The implementation of memcpy is not provided. So an externally provided
memcpy () has to be used.
(also applies to memmove, memset, memclr)
In a nutshell, Compiler-RT may assume there is a C library underneath.
This is the same for LibGCC
(Libgcc (GNU Compiler Collection (GCC) Internals)):
"GCC will also generate calls to C library routines, such as
memcpy and memset, in some cases."
This also works on free-standing environments (ex. the Linux kernel)
because those environments assume the compiler library will do so, and
thus implement "memcpy", "memset", etc.
On ARM I have seen implementations of memcpy () using floating-point
registers (if compiled with NEON support). The is perfectly
legal, as memcpy () only needs to comply with the Procedure Call Standard.
According to this d0-d7, d16-d31 are scratch registers.
RT *could* have some optimised versions of those functions, but as you
can imagine, this is not a trivial pursuit. One would need to take
into account all the variations, alignment, ISA support and
micro-architecture differences, and that's a very large project, even
if we just consider ARM targets.
Given that most C libraries have had that consideration already, and
have done more tests (conformance and performance) than we have, it's
safe to assume that whatever the C libraries did is probably better
(average case) than any "smart" thing we can conjure in a weekend.
The situation is slightly different for __aeabi_memcpy (). The ABI spec
explicitly states: "In general, implementations of these
functions are allowed to corrupt only the integer core registers permitted
to be corrupted by the [AAPCS] (r0-r3, ip, lr, and CPSR)."
This is standard AAPCS, I trully hope neither glibc, newlib or musl's
implementations will corrupt anything more.
newlib addresses this by explicitly providing a separate implementation for
__aeabi_memcpy () and memcpy ().
But things can get messed up if compiler-rt's __aeabi_memcpy () is actually
Indeed, this is the real problem (not the FP clobbering, the two
libc's versions). This will be a linker nightmare, and could break the
programmers assumption by using a specific C library.

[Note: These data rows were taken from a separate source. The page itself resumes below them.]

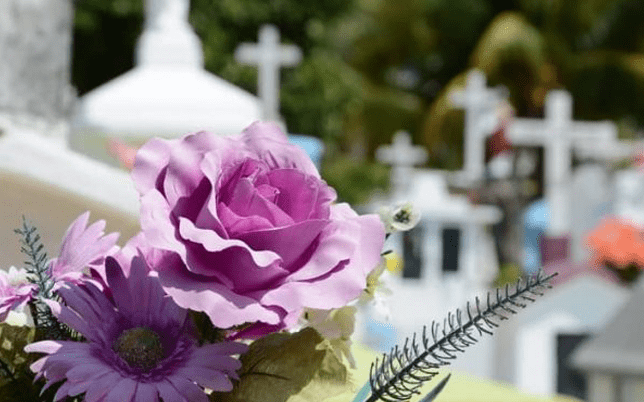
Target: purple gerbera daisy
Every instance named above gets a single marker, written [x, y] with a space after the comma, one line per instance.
[139, 346]
[82, 247]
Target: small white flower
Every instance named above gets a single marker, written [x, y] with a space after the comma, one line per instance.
[401, 217]
[17, 319]
[336, 327]
[17, 276]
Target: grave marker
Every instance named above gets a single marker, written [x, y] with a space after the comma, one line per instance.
[402, 156]
[558, 134]
[480, 104]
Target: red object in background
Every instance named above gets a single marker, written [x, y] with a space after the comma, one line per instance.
[125, 153]
[617, 242]
[638, 159]
[498, 142]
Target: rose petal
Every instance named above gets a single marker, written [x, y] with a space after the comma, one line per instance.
[269, 143]
[224, 307]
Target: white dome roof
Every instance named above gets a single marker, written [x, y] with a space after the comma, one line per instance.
[169, 93]
[167, 100]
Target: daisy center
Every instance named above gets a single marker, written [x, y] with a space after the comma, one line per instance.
[139, 347]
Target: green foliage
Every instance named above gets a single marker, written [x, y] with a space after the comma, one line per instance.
[355, 181]
[284, 365]
[14, 362]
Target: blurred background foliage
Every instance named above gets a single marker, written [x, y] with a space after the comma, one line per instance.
[372, 67]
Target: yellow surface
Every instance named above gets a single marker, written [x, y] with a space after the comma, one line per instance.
[460, 388]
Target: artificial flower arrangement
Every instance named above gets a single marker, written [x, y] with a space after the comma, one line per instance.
[618, 245]
[242, 285]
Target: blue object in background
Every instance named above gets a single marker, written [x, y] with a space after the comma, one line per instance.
[313, 147]
[535, 223]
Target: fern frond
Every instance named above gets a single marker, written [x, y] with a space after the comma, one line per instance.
[39, 273]
[400, 374]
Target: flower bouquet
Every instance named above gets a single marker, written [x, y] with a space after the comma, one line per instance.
[242, 285]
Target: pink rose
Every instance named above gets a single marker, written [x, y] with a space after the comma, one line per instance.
[251, 228]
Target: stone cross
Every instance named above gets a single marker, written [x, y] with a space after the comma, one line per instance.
[35, 59]
[166, 13]
[269, 55]
[559, 134]
[402, 156]
[480, 104]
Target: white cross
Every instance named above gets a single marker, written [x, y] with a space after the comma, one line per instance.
[269, 55]
[559, 134]
[402, 156]
[480, 104]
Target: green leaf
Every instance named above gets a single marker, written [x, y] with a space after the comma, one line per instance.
[284, 365]
[331, 379]
[13, 340]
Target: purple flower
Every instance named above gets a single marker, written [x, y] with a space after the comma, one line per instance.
[254, 227]
[15, 290]
[139, 348]
[82, 247]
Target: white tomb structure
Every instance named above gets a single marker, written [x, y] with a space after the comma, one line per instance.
[269, 55]
[51, 185]
[40, 178]
[534, 353]
[481, 105]
[449, 258]
[167, 94]
[558, 134]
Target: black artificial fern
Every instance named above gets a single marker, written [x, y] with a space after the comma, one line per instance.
[39, 273]
[401, 373]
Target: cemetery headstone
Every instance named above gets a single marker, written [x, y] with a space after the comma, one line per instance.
[167, 94]
[559, 134]
[35, 58]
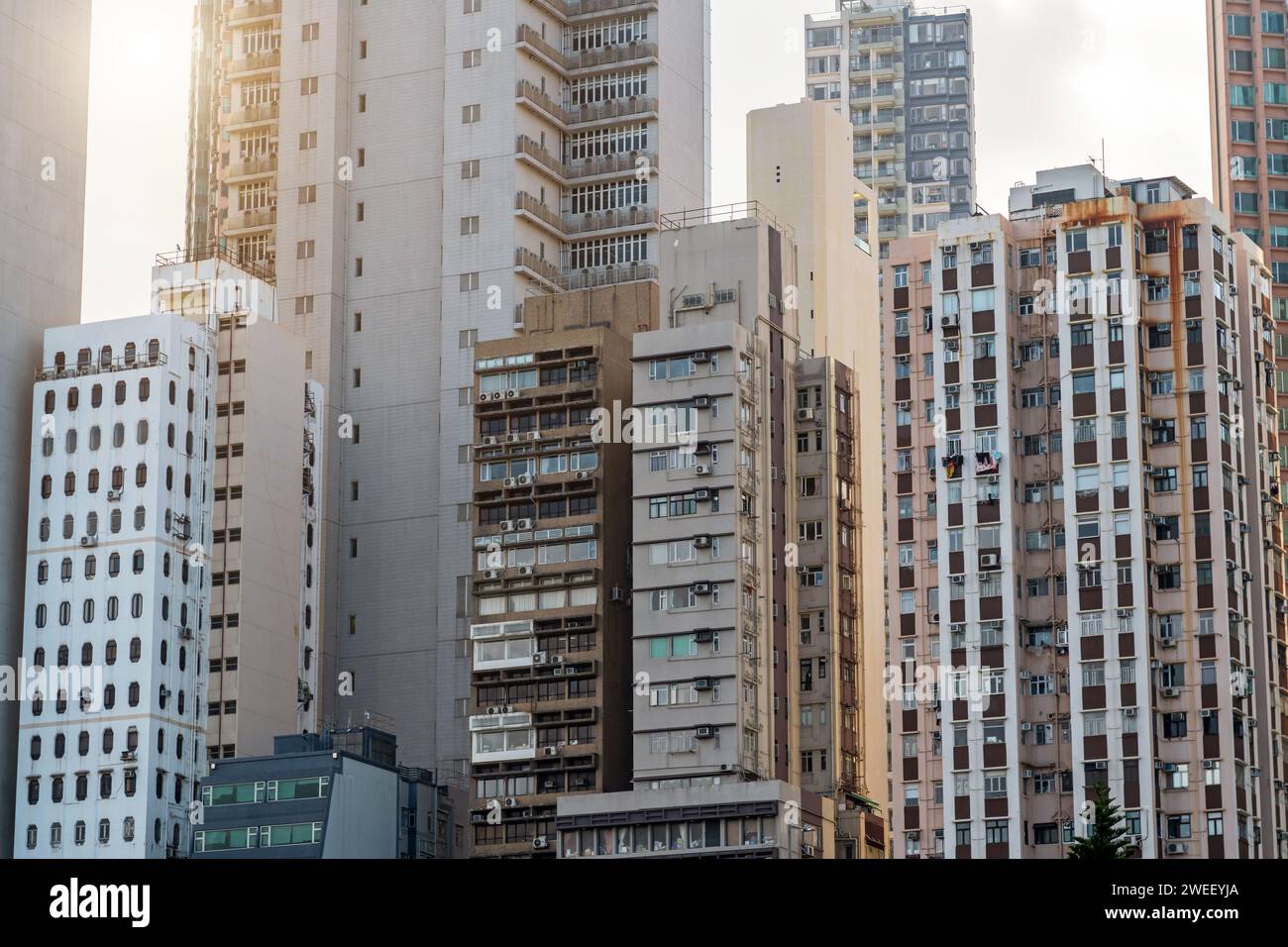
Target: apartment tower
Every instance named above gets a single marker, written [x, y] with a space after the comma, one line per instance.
[1083, 523]
[117, 590]
[542, 140]
[44, 55]
[265, 560]
[550, 644]
[905, 78]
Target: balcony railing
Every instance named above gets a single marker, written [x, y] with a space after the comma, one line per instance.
[526, 260]
[535, 95]
[609, 219]
[526, 202]
[254, 115]
[613, 108]
[256, 9]
[250, 219]
[254, 62]
[265, 163]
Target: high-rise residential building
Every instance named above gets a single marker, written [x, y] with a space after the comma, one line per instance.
[747, 613]
[735, 819]
[44, 55]
[117, 590]
[550, 643]
[905, 78]
[799, 165]
[1248, 106]
[545, 138]
[266, 564]
[1085, 551]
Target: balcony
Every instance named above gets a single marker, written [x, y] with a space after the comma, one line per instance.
[241, 222]
[626, 218]
[540, 47]
[252, 167]
[256, 115]
[254, 62]
[612, 55]
[609, 165]
[613, 110]
[575, 9]
[541, 103]
[539, 213]
[256, 9]
[532, 265]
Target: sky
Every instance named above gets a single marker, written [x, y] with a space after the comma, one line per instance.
[1052, 77]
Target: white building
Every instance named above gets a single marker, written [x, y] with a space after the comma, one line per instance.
[44, 59]
[117, 590]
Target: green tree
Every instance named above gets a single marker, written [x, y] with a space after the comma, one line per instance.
[1108, 836]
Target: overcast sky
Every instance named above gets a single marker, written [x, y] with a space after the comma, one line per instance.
[1052, 78]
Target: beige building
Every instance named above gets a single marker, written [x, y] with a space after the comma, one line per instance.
[1080, 527]
[800, 165]
[544, 141]
[550, 641]
[263, 560]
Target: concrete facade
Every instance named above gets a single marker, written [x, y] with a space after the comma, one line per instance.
[44, 58]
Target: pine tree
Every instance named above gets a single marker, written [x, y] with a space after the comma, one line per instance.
[1108, 836]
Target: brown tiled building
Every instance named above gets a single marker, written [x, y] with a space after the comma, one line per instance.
[1083, 544]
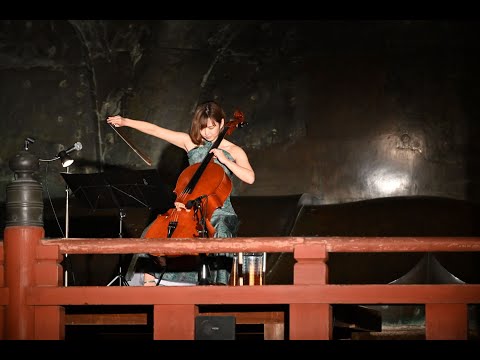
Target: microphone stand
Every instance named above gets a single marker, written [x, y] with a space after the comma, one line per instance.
[67, 223]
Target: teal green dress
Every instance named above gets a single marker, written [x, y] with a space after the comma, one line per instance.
[224, 220]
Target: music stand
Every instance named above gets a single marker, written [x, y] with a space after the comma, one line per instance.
[119, 190]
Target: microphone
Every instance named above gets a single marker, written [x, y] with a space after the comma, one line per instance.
[75, 147]
[196, 201]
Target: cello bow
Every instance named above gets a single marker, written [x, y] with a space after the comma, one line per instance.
[130, 144]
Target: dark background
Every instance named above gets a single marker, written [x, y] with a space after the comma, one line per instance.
[357, 127]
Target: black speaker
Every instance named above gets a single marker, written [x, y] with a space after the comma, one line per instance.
[215, 328]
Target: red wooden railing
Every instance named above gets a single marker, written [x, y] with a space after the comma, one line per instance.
[32, 298]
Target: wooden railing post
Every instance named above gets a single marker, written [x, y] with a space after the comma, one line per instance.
[310, 321]
[22, 234]
[20, 243]
[49, 320]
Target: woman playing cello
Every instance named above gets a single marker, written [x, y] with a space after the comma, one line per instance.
[206, 127]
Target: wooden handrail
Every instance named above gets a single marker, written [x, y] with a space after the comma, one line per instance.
[267, 294]
[170, 246]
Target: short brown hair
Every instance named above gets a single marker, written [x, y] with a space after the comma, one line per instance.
[204, 111]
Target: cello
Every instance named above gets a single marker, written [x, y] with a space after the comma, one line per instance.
[203, 185]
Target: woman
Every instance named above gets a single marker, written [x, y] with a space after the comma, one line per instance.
[207, 124]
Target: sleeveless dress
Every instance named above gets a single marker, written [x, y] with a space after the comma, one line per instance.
[224, 220]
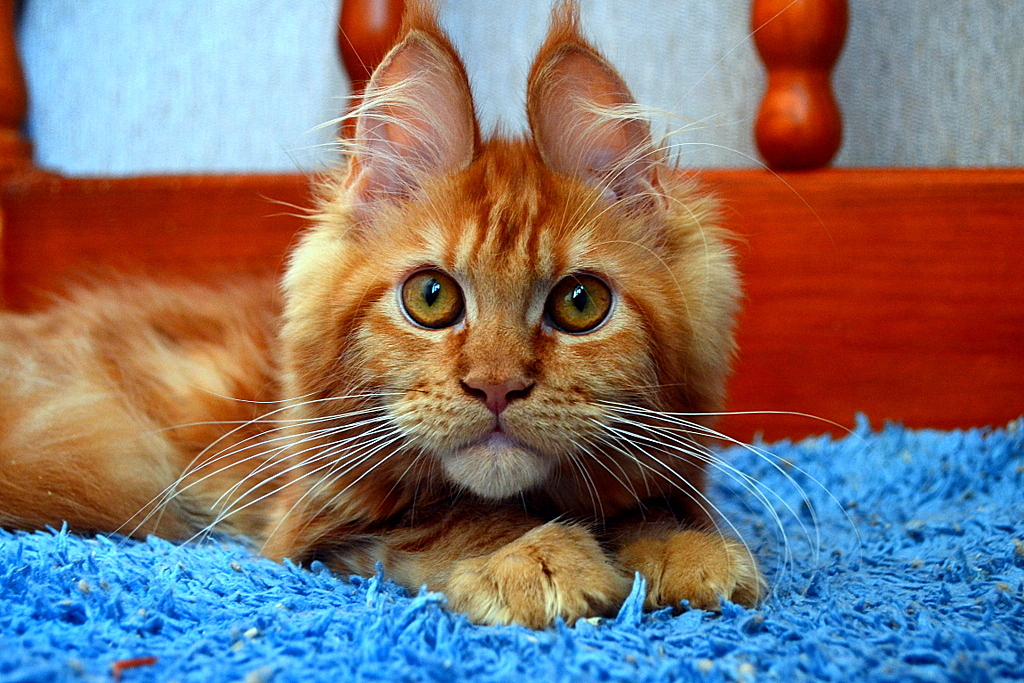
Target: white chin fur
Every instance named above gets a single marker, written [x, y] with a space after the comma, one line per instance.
[496, 468]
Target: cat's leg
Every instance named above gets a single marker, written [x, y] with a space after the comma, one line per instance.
[503, 566]
[551, 570]
[680, 563]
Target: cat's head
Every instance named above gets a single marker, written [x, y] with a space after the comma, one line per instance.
[488, 303]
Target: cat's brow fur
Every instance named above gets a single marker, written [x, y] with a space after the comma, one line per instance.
[333, 428]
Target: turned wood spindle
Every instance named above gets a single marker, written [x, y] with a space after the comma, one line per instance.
[366, 32]
[14, 150]
[799, 125]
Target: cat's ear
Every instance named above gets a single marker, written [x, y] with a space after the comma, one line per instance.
[415, 120]
[585, 122]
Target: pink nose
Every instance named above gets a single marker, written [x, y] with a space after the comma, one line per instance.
[497, 396]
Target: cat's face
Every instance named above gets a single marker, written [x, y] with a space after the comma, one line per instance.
[495, 298]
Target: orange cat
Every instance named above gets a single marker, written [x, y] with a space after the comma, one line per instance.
[475, 375]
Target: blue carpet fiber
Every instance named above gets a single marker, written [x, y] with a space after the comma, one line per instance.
[894, 555]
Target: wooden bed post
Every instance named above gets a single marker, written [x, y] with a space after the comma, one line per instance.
[366, 32]
[799, 126]
[14, 150]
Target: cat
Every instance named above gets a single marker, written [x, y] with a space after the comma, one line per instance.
[472, 372]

Furthermore, EABI's implementation returns void, while the C standard
version returns the pointer, so they're not completely replaceable for
So, it's safe to use memcpy for all calls to __eabi_memcpy (modulo
AAPCS bugs, performance), but the other way around is not.
The implementation of __aeabi_memcpy () in ARM's compiler 5 tool-chain also
uses floating-point registers - but preserves the contents.
So this one is ABI compliant.
Any function that is AAPCS compliant *must* preserve all but the AAPCS
registers. If one doesn't, it's not Compiler-RT's fault to assume so.
My conclusion is that the current implementation of compiler-rt can
potentially introduce difficult to track down problems.
Unless of course LLVM always can handle corrupted floating-point registers
for all calls to __aeabi_memcpy ().
Either the aeabi variants of memcpy, memmove, memset, memclr should be fixed
or the stubs should removed from compiler-rt.
I agree. But it's not that simple.
Some environments (ex. Linux kernel, Android, FreeBSD?, OSX?) depend
on this behaviour, and as much as I agree with you that this is a
broken assumption, we can't just remove it from RT.
To make matters more complicated, different environments will update
RT at different times, and any change we do will have impact for years
to come, and will be hard to fix in the best way for everyone, quickly
I believe one quick way to "fix" the multiple-versions is to mark RT's
version as weak (or equivalent), so that the C library's (or
free-standing's) version always gets picked first. But it may be an
over simplification from my part...
I may also be underestimating the register clobbering problem, so if
you could give me a concrete example where it's ok for the library to
corrupt non-AAPCS registers, we could further discuss it.
The only case I remember in GCC, was that it was spilling to VFP
registers (before stack) when they existed in the platform, but this
was a bad idea and was reverted promptly, because it was breaking
stack unwinding, context-switching, etc.